Technology is changing how we do everything. Gone are the days of classroom strategies that focus solely on using static content to engage students. Thanks to high-definition (HD) video ubiquity in mobile devices, tablets, laptops, etc., engaging in real-time (instantaneous) with folks across the globe without leaving home is feasible and affordable. To take it a step further, video conferencing, or as some may describe as web conferencing, webinars (web seminars), or webcasts, enables online collaboration with limitless implications for student engagement, in the US and abroad.

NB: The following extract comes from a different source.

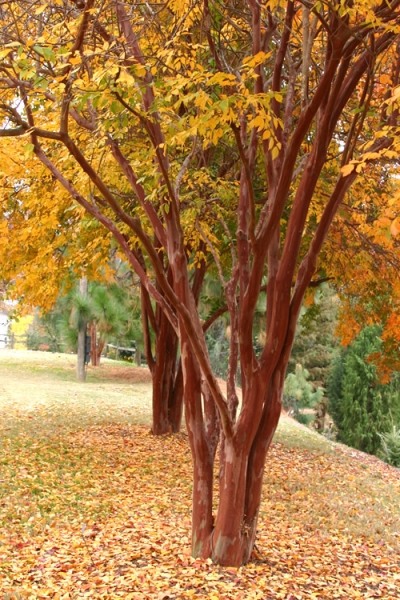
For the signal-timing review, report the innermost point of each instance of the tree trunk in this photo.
(167, 381)
(229, 540)
(80, 364)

The formal definition of video conferencing, as defined by Merriam Webster, is:

  1. a method of holding meetings that allows people who are in different cities, countries, etc., to hear each other and see each other on computer or television screens.
  2. the holding of a conference among people at remote locations by means of transmitted audio and video signals

While there are a number of solutions that exist to host virtual meetings, it’s important that standard features embedded in these systems are easy to use and work seamlessly during an online session. Some of the more common features include the ability to stream HD video, instant chat, screen sharing, recording, and the use of a whiteboard to jot down important points during the meeting. While nothing compares to face-to-face interaction, these tools help connect users in ways that a teleconference (see definition) are incapable of doing.

Some of the usual suspects—Skype, Webex, Gotomeeting, Zoom, Google Hangouts, Adobe Connect, Avaya Scopia, Blue Jeans, Polycom, etc.—have worked tirelessly to create user interfaces that are intuitive and function with minimal to no latency issues. In order to make an informed decision, it’s important to develop and prioritize the functionality that’s paramount to a successful implementation for “you.”